適当


「適当」という言葉は面白い。

もともと「条件・目的に合致する」の意味だったはずで、今普通に使われている「いい加減」の意味はなかったと思う。もともとは偉い人が「よきにはからえ」みたいな感じであなたの判断で適切な処置をしてくださいというような意味で「適当にやってくれたまえ」とか使っていて、言われた方も「はい、適当に対処いたします。」みたいな感じで真面目にやっていたのだと思う。それが、だんだん上司が面倒くさいときに「テキトーにやっておいて」と使うようになって、部下の方も「テキトー」にやっておけばいいや、という感じで意味が変わってきたのではないだろうか。

「テキトー」というようにカタカナで書いてしまうと最早、今の日本人には本来の「条件・目的に合致する」という意味はほとんど思い浮かばない。
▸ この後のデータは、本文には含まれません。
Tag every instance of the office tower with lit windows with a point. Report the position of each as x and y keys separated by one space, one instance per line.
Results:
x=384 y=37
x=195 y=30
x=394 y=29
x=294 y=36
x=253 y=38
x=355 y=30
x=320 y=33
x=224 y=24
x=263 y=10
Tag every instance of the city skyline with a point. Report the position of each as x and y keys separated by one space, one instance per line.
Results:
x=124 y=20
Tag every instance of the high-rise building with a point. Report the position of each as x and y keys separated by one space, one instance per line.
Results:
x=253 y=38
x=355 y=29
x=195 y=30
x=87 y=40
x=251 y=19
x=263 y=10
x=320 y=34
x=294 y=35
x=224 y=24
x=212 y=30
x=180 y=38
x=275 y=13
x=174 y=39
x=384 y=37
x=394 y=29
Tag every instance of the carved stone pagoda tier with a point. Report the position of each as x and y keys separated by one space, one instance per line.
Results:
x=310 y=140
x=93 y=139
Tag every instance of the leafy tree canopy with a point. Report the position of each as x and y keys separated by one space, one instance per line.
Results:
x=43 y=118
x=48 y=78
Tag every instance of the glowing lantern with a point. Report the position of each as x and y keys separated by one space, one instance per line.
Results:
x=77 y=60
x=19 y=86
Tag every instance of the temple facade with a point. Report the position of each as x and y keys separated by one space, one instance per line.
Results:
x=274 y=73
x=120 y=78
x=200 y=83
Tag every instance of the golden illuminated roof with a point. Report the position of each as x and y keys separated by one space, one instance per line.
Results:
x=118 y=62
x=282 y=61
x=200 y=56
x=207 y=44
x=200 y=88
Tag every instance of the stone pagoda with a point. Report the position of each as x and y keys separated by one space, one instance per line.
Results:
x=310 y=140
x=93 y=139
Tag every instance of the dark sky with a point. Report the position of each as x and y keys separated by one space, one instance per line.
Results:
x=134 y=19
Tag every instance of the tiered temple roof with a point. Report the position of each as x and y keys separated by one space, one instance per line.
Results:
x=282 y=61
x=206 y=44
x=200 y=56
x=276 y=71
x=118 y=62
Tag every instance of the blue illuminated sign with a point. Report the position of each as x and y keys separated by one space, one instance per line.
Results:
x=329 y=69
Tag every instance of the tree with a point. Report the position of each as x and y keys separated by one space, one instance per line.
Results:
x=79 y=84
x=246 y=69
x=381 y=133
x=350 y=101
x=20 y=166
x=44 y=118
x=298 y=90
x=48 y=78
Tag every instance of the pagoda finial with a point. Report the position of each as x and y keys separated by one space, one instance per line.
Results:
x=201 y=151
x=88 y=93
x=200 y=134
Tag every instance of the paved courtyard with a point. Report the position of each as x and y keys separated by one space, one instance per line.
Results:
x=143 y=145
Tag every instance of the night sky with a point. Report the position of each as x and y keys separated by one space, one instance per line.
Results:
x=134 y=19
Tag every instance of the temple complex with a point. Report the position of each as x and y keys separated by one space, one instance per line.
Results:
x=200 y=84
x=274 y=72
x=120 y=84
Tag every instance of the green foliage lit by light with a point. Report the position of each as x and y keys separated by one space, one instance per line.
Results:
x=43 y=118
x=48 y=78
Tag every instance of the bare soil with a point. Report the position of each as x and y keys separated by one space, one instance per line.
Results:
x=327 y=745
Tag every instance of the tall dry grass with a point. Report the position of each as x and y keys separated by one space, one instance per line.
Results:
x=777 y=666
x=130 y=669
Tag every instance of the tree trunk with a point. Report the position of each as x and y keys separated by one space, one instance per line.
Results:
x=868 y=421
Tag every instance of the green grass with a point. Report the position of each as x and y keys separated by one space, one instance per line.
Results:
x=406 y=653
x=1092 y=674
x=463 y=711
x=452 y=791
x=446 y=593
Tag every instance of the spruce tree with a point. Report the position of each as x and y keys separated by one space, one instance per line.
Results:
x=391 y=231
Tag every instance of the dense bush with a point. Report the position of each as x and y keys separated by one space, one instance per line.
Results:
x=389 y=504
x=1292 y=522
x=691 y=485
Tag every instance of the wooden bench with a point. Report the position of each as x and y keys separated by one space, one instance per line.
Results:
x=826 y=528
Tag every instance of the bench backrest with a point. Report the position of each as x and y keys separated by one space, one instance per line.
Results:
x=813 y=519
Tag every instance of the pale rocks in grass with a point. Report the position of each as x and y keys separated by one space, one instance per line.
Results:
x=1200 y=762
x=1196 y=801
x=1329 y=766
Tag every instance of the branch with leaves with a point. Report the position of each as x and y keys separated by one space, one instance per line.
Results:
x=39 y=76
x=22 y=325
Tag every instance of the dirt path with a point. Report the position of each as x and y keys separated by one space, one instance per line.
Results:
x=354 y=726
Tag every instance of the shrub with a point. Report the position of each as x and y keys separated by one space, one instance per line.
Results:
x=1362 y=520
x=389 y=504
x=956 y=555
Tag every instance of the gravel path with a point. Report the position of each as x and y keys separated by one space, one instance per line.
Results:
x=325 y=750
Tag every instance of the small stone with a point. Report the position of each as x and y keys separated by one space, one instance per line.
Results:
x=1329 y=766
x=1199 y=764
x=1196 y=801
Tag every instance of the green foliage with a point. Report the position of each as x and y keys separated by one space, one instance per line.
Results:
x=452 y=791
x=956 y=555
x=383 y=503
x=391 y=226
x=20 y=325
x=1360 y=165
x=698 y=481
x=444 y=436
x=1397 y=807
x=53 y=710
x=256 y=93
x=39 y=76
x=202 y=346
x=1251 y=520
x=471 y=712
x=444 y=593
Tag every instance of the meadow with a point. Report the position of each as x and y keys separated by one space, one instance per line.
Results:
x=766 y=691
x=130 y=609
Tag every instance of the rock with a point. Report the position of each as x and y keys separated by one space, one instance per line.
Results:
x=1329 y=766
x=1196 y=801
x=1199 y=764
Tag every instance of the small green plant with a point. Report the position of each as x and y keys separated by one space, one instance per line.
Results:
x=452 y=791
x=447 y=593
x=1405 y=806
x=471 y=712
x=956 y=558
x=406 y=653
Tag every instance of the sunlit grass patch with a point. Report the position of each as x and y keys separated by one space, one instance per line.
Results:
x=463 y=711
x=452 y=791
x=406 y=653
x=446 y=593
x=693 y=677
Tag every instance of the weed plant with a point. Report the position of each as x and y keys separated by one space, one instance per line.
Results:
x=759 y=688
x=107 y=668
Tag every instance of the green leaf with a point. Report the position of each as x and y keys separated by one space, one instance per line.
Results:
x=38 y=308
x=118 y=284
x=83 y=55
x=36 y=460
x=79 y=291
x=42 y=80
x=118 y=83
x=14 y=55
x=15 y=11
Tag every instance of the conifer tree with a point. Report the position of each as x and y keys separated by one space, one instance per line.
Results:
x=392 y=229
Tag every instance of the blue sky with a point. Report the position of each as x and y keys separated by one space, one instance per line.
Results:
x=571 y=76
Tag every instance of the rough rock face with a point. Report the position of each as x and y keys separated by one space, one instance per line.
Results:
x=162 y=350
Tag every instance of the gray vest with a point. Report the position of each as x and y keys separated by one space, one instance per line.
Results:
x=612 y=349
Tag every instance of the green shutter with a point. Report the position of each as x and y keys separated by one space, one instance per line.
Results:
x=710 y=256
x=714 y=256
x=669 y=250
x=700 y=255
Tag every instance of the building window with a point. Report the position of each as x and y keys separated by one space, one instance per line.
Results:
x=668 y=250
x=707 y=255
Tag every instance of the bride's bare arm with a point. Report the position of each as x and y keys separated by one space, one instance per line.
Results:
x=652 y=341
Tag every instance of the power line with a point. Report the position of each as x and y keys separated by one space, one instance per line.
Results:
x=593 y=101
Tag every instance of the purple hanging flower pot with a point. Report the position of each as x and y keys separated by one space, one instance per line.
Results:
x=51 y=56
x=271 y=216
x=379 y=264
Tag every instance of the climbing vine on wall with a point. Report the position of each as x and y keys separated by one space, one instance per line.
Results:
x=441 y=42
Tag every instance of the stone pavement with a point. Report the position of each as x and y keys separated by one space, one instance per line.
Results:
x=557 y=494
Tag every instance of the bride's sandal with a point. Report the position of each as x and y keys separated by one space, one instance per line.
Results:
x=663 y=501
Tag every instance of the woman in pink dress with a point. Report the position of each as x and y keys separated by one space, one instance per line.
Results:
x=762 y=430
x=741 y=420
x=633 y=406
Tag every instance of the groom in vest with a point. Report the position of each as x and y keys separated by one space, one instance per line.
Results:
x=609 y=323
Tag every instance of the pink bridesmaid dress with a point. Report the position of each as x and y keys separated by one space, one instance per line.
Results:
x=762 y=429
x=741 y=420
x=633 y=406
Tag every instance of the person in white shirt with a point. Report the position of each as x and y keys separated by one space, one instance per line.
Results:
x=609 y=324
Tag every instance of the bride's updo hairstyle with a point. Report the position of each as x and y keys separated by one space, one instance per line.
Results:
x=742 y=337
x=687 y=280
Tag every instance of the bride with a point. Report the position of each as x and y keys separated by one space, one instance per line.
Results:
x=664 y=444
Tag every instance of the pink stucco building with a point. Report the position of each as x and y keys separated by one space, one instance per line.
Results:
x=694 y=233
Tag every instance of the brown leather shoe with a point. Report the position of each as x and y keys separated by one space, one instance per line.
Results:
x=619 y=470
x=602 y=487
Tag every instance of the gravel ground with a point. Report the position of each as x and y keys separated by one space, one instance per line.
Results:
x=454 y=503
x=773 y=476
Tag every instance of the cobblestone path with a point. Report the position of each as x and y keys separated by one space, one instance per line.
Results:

今では、「そんなのテキトーにやっておけばいいんじゃない?」という感じで、若い世代では、「いい加減」の意味で使う方が普通だろう。試験問題によくある「適当なものを選べ」といった設問にも違和感を感じる人がいるかもしれない。そもそも「いい加減」も、本来は、「適度」という意味でしか使われていなかったのが、適当と同じような経緯でネガティブな意味で使われるようになったのではないか。

「適当」の意味の変遷は、組織のマネジメントを考える上で興味深い。組織のマネージャーは部下のやっている仕事について必ずしも部下より知っているわけではない。むしろ、直接その仕事に関わっている部下の方がその仕事についてよく知っている場合が多い。そこでマネージャーはついついその仕事をよく理解しないまま、「よきにはからえ」的な指示を出してしまいがちだ。もちろんマネージャーがすべての仕事において部下より知っていたり、優れていたりしなければならないわけではない。それでは逆に組織としてのレバレッジを効かせることができないだろう。しかし、そうはいっても何も知らずに「よきにはからえ」というのも違う。マネージャーがある程度自由に仕事を部下に任せることは部下のモチベーションを上げるために必要だが、少なくとも部下の仕事内容を十分理解した上でなければ適切な指示や評価ができない。いつでも何でも「よきにはからえ」だと、どんな言葉を使って言っても、いい加減・テキトーに言っているとそのうち部下に思われてしまう。